Ten M. truncatula genotypes, belonging to the core collection CC8 (INRA, Montpellier, France) (Jemalong‐A17, F83005.5, DZA045‐6, SA022322, SA028064, SALSES71B, ESP105.L, DZA315‐16 and DZA012‐J) and R108, were used in this study. The seeds of M. truncatula were scarified according to Djébali et al. (2009). After overnight at 4 °C, seeds were germinated in phytochambers with 16 h light at 350 µmol/m2/s at 23 °C/8 h night cycle at 21 °C. One day after germination, seedlings were transferred to square plates (12 cm × 12 cm) containing a modified M medium (Bécard and Fortin, 1988). This modified medium was enriched in phosphate (final concentration, 1.3 mm) without sugar and contained either 3.3 mm nitrate (complete medium) or no nitrate (NØ medium). After sealing with parafilm, plates were placed vertically in the culture chamber (16 h light at 350 µmol/m2/s at 23 °C/8 h night cycle at 21 °C) for 7–21 days. Altogether, 20 seedlings per condition (defined as a given genotype cultivated on complete or NØ medium and inoculated or not) were analysed. Four biological replicates per condition were made by pooling the roots from five seedlings for each replicate at harvest.

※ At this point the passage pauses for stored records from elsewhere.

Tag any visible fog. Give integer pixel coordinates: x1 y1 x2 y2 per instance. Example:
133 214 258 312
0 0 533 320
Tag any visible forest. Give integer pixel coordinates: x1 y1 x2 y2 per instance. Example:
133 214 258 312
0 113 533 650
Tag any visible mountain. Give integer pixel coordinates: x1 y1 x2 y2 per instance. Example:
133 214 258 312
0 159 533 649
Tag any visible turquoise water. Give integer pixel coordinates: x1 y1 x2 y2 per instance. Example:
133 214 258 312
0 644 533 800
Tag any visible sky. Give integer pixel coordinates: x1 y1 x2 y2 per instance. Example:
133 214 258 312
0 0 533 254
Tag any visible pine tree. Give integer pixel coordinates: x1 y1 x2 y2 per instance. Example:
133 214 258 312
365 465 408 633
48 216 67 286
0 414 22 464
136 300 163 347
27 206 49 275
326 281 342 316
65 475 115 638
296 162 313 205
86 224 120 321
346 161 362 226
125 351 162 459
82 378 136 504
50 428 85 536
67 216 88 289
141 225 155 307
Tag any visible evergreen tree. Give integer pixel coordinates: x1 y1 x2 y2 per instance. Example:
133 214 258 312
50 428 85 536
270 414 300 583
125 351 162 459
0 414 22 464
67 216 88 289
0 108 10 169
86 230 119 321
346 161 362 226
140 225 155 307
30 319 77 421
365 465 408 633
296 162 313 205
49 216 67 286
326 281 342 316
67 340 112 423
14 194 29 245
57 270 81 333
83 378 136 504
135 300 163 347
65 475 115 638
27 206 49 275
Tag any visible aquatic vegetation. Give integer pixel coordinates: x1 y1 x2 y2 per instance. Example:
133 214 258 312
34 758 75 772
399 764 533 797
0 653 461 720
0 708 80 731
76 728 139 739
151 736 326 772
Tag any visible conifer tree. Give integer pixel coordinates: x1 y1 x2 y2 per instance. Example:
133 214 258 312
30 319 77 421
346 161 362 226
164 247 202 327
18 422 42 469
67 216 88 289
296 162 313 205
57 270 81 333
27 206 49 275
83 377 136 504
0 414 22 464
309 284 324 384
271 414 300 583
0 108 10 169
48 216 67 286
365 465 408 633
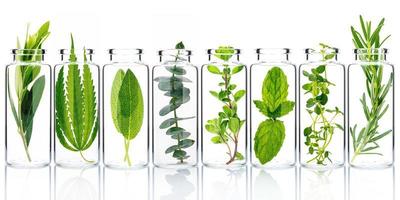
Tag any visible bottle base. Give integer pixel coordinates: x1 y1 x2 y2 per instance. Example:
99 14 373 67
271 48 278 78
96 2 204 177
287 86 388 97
154 163 197 169
301 162 344 171
104 161 148 170
7 160 50 169
56 160 98 168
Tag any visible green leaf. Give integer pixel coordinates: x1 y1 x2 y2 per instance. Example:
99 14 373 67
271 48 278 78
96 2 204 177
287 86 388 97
175 42 185 49
228 117 240 134
233 90 246 102
118 69 144 140
262 67 289 112
207 65 222 74
232 65 244 74
254 120 285 164
214 46 235 61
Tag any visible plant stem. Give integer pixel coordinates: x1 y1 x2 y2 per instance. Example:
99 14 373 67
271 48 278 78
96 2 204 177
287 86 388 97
79 151 94 163
124 139 132 167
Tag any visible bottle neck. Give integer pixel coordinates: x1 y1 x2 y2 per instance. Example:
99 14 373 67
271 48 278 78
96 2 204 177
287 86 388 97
256 48 290 62
354 48 388 62
305 48 339 62
11 49 46 62
108 49 143 62
60 49 94 62
158 49 192 62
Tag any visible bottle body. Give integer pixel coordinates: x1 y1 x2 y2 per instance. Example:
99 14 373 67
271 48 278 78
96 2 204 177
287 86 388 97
299 49 345 168
152 49 198 168
348 49 394 168
53 49 100 167
201 50 247 168
250 49 296 168
102 49 149 168
5 49 51 168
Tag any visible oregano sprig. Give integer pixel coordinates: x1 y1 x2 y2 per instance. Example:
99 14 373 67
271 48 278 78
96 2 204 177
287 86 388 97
302 43 344 165
154 42 195 163
350 15 394 161
205 47 246 165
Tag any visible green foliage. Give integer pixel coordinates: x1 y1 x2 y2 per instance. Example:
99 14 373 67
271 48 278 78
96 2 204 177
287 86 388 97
350 16 394 161
254 67 295 164
154 42 195 163
302 44 344 165
7 22 50 162
111 69 144 166
205 47 246 165
55 34 99 162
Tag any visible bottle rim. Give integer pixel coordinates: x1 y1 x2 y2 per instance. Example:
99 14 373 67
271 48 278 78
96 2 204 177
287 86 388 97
107 48 143 55
353 48 389 55
11 49 47 55
207 49 241 55
255 48 291 55
59 49 94 55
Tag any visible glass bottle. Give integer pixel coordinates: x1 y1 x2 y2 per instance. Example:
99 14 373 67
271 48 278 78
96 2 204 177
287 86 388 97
54 49 100 167
5 49 51 168
201 47 247 168
102 49 149 168
152 49 198 168
299 47 345 168
250 49 296 168
347 49 394 168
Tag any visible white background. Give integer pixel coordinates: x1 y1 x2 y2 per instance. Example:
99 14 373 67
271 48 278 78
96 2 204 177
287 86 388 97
0 0 400 200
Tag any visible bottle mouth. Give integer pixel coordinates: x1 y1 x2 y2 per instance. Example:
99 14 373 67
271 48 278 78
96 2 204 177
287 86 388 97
108 49 143 55
353 48 389 55
11 49 46 55
256 48 291 55
158 49 192 56
59 49 94 55
304 47 340 55
207 49 241 55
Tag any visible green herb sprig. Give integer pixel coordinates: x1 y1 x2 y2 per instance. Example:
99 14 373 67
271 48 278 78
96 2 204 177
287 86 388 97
55 34 99 163
302 43 344 165
7 22 50 162
205 47 246 165
253 67 295 164
111 69 144 166
350 16 393 161
154 42 195 163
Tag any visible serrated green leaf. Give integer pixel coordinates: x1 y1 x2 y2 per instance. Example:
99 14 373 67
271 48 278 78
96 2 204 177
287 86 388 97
254 120 285 164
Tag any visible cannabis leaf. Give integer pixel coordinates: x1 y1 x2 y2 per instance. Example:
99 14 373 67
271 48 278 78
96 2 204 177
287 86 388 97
111 69 144 166
205 46 246 165
350 15 394 162
7 22 50 162
55 34 99 162
154 42 195 163
253 67 295 164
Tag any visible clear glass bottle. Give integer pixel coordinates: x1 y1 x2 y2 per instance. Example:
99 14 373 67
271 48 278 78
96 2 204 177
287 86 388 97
5 49 51 168
152 49 198 168
347 49 394 168
250 49 296 168
54 49 100 167
102 49 149 168
201 47 247 168
299 47 345 168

The strain Aphanomyces euteiches Drechs ATCC 201684 was used to inoculate seeds 1 day after germination. Zoospores were produced as described in Rey et al. (2013) and roots were inoculated with 500 zoospores.

Symptom annotations and root architectural analyses

The effects of inoculation and N deficiency were scored after 10 or 21 days of culture by determining plant growth and developmental parameters [root and shoot biomass, primary root (RI) length, lateral root (LR) number and length] and disease symptoms (Bonhomme et al., 2014; Djébali et al., 2009), including the percentage of dead plants, percentage of yellow cotyledons, stem necrosis, percentage of primary root browning and ELISA. Stem necrosis was scored semi‐quantitatively as ‘0’ (no symptom), ‘1’ (partial necrosis) or ‘2’ (total necrosis of stem) for each living plant, and the total stem necrosis score for a given condition is expressed as a percentage of the maximal possible level of stem necrosis, that is: 100 × sum of necrosis scores of scored plants/(2 × number of scored plants).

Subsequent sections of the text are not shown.